From his bedchamber, Robbie could watch the long line of carriages waiting to drop off the noble residents of Oxford at the ball. From early afternoon to dusk, there was a steady stream of them arriving at the Castle. "Dunno what they're coming for," he complained to the frog. "Just to stare at us, like as not."
The frog hopped up onto the window ledge and looked down at the procession of carriages below. Now that dusk was falling, the lanterns of the carriages made a bright winding trail through the forests and fields below. The waxing moon rose slowly over the treeline. The two of them waited there companionably until the servants brought Robbie's newly embroidered ball clothes to lay across his bed awaiting his attention.
"All right, all right," he grumbled, shooing them out the door. "I can manage." The fine shirt and breeches were no problem to change into, but when he tried to put on the coat he could not seem to get it on. He was struggling with it when a hand held it just right, so that he could finally shrug his way into it. When he turned to thank whichever servant had crept in, there was a stranger behind him.
Tall and fair, dressed in fine linen and an exotically embroidered vest and coat, the young man gave him a shy grin as he tugged Robbie's coat to sit precisely across his shoulders, smoothing it with an elegant hand.
"Who the devil are you?" exclaimed Robbie, but his heart was beating fast, as if it already knew.
"Prince James of Hathaway," the young man said, with a deep, courteous bow. He took Robbie's hand as if he had a right to it, his touch warm and human - nothing at all like the cool, damp skin of a frog.
"Hathaway's gone!" Robbie exclaimed. "Nothing but swamp there now. They say they offended a ..."

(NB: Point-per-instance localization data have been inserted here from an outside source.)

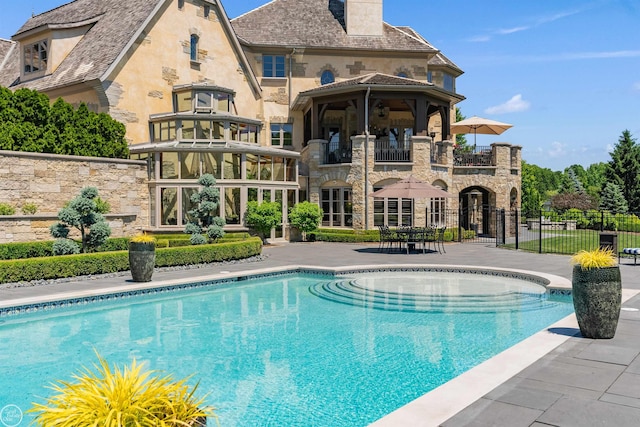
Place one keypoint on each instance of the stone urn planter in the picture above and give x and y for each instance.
(597, 297)
(142, 258)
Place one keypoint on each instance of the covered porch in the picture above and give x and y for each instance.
(391, 109)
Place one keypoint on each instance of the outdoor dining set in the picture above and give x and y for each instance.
(410, 239)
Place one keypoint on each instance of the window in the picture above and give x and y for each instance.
(392, 212)
(447, 82)
(327, 77)
(194, 47)
(35, 57)
(337, 207)
(281, 134)
(273, 66)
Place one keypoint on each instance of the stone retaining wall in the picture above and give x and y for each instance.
(49, 181)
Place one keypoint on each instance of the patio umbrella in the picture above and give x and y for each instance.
(479, 125)
(410, 188)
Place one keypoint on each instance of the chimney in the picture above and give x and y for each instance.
(363, 17)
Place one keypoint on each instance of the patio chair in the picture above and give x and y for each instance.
(387, 237)
(439, 241)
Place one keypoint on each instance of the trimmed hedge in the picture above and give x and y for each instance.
(110, 262)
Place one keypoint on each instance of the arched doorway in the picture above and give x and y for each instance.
(477, 211)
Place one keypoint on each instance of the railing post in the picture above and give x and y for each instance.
(540, 233)
(517, 221)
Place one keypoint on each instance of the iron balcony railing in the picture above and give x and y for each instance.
(478, 156)
(388, 150)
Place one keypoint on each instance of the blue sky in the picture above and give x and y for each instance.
(565, 73)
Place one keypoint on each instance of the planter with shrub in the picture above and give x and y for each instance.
(597, 293)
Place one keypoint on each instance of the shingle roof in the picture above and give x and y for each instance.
(316, 24)
(373, 79)
(439, 58)
(115, 23)
(9, 62)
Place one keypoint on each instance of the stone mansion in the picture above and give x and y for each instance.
(317, 100)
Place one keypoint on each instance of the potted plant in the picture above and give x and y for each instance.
(131, 396)
(142, 257)
(597, 293)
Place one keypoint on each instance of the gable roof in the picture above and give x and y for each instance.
(316, 24)
(439, 59)
(375, 81)
(9, 62)
(115, 25)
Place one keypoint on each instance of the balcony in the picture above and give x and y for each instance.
(391, 150)
(478, 156)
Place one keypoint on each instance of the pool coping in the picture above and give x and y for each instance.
(432, 408)
(554, 284)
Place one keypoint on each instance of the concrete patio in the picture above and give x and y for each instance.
(556, 378)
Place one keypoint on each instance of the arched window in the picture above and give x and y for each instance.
(194, 47)
(327, 77)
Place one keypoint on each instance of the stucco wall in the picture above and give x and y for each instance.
(161, 60)
(49, 181)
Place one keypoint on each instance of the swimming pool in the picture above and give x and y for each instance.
(291, 349)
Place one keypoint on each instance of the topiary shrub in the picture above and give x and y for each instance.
(83, 214)
(305, 217)
(201, 217)
(29, 209)
(7, 209)
(263, 217)
(65, 247)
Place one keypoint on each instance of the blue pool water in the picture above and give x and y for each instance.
(294, 350)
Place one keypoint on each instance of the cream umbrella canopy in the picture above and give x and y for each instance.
(410, 188)
(479, 125)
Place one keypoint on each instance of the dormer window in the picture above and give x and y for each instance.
(273, 66)
(194, 47)
(35, 57)
(327, 77)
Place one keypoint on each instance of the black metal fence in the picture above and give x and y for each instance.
(541, 231)
(570, 232)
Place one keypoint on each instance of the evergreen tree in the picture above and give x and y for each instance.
(83, 213)
(201, 217)
(612, 199)
(624, 169)
(29, 123)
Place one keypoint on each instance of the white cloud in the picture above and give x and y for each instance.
(512, 30)
(515, 105)
(479, 39)
(557, 150)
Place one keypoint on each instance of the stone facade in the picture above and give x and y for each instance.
(49, 181)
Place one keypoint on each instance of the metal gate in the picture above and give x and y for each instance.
(484, 224)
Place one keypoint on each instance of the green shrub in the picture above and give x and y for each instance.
(56, 267)
(7, 209)
(65, 247)
(29, 209)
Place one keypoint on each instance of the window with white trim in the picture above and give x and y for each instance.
(35, 57)
(194, 47)
(281, 134)
(273, 66)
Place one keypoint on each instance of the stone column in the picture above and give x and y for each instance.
(315, 158)
(362, 165)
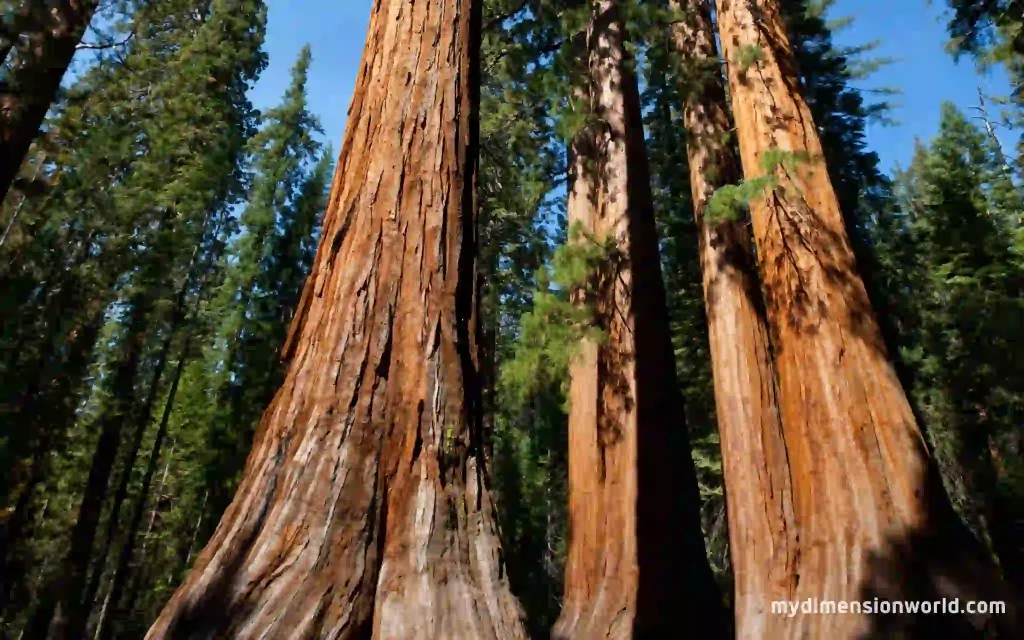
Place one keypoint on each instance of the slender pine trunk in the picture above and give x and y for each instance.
(636, 562)
(364, 509)
(763, 530)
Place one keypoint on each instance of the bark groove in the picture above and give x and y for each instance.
(872, 518)
(364, 510)
(636, 562)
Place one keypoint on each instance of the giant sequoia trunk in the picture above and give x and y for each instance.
(759, 496)
(872, 519)
(364, 510)
(32, 84)
(636, 563)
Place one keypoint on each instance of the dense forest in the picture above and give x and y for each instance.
(609, 324)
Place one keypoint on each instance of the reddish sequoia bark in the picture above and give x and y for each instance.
(364, 510)
(759, 496)
(872, 521)
(636, 563)
(34, 81)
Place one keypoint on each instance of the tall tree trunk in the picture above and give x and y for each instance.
(62, 609)
(142, 417)
(364, 510)
(51, 406)
(636, 562)
(872, 518)
(120, 577)
(759, 495)
(34, 82)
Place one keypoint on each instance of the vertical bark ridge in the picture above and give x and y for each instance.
(364, 511)
(872, 519)
(763, 531)
(35, 79)
(636, 562)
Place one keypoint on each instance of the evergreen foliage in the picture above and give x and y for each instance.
(157, 245)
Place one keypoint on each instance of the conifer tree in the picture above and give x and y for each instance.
(634, 561)
(364, 509)
(962, 304)
(217, 52)
(42, 42)
(840, 398)
(762, 527)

"A sorcerer," James completed, looking down at him with anxiety and affection visible on his ever-so-slightly-green-tinged face.

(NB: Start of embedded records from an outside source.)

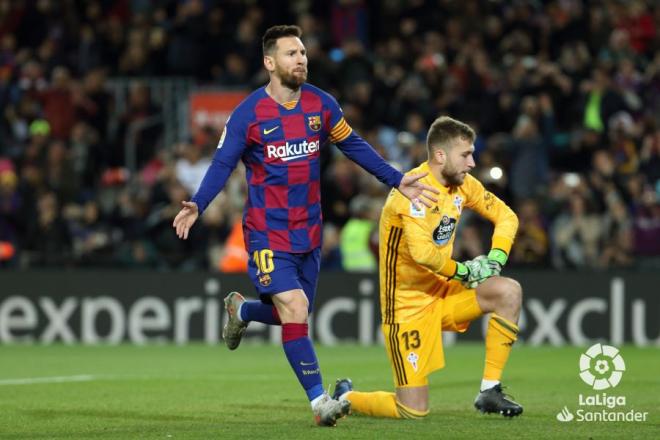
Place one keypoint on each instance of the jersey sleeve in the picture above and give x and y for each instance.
(494, 209)
(419, 233)
(339, 128)
(230, 148)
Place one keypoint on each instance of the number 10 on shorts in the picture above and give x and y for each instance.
(263, 259)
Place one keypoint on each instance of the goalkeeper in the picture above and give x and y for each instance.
(423, 291)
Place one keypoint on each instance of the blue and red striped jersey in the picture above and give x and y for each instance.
(280, 147)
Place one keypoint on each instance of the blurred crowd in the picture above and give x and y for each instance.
(564, 95)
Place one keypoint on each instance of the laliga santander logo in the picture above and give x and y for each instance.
(601, 366)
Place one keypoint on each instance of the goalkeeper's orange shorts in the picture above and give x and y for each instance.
(414, 348)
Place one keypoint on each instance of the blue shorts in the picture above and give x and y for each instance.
(274, 272)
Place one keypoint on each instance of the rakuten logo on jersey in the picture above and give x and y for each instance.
(291, 151)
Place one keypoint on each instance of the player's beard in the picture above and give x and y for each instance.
(452, 176)
(292, 80)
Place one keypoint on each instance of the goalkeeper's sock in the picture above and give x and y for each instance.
(302, 358)
(500, 337)
(375, 404)
(381, 404)
(260, 312)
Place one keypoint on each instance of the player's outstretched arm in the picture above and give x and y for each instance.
(418, 192)
(185, 219)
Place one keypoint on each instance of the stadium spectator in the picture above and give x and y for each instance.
(421, 59)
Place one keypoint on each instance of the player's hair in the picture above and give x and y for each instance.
(444, 130)
(269, 40)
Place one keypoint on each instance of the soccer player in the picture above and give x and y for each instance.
(278, 131)
(423, 291)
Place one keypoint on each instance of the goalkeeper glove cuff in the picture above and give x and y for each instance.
(498, 255)
(462, 272)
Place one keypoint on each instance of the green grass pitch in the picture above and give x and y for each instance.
(202, 392)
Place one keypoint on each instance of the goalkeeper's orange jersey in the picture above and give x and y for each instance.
(416, 245)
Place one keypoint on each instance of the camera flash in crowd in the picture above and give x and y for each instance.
(496, 173)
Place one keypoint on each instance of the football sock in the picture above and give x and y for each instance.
(260, 312)
(500, 336)
(381, 404)
(302, 358)
(488, 384)
(375, 404)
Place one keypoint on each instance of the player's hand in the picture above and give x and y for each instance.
(185, 219)
(496, 260)
(471, 273)
(418, 192)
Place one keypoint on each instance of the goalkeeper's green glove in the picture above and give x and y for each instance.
(497, 259)
(471, 273)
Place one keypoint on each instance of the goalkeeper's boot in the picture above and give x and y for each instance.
(342, 386)
(493, 400)
(234, 329)
(327, 410)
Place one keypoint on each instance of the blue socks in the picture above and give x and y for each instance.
(260, 312)
(302, 358)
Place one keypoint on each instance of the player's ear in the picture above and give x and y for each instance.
(440, 155)
(269, 63)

"They did. The Sorcerer Mortmaigne was not invited to my Christening, due to my father's stubbornness, and he turned us all to frogs. My father was snapped up by a stork that winter and my mother died of shame and sorrow many years ago. I am all that is left of Hathaway now, and your arrow came as a chance for me to fulfil the terms of the curse I was under.

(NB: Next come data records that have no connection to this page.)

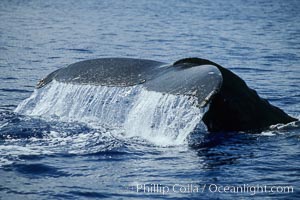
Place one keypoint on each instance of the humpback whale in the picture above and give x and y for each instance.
(232, 105)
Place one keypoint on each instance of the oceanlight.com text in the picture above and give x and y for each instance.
(155, 188)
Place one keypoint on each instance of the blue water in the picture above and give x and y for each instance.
(54, 159)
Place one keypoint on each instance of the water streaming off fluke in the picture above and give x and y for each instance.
(163, 119)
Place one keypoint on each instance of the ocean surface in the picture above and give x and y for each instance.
(80, 142)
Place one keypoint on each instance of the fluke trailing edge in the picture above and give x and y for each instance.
(233, 106)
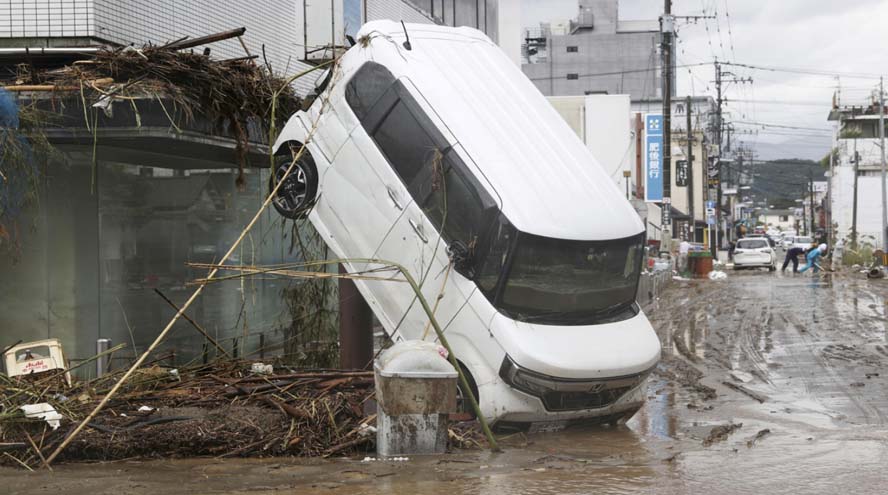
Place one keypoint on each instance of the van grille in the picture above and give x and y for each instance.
(569, 401)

"I have now been your duly wedded and acknowledged spouse for two months and a day, and the curse is lifted. I thank you, Prince Robbie, and I am at your service."
"Give over, man!" Robbie said. "I am just as indebted to you."
James' eyes dropped in acknowledgement of the things they wouldn't talk about - of Robbie's loneliness and his retreat from his duties as a Prince of Oxford. Of the good that James had done in his work upon Robbie's lands and roads. Of a certain quiet understanding between man and frog.
"May I kiss you, Robbie?" he asked seriously.
"I think I'd like that," Robbie said, tilting his face up to receive whatever kiss James might bestow.
Val's place was secure, but James had built himself a place in Robbie's heart that was all his own. If his kisses were tentative, awkward things at first, Robbie soon taught him better.
Soon enough, the servants came to escort them to the ball, and then there were explanations and exclamations, hugs and kisses from the Czarina and Princess Laura and a firm, if somewhat grudging, handshake from Peterson.
Peterson was a competent dancer, no doubt, but James' elegance upon the dance floor was something quite special. As the music carried them through the night under a silver sliver of moon, Robbie knew that he had been far luckier than he deserved when he found his future in the frog who returned his arrow and the brilliant man who now matched his steps in intricate dance beside him.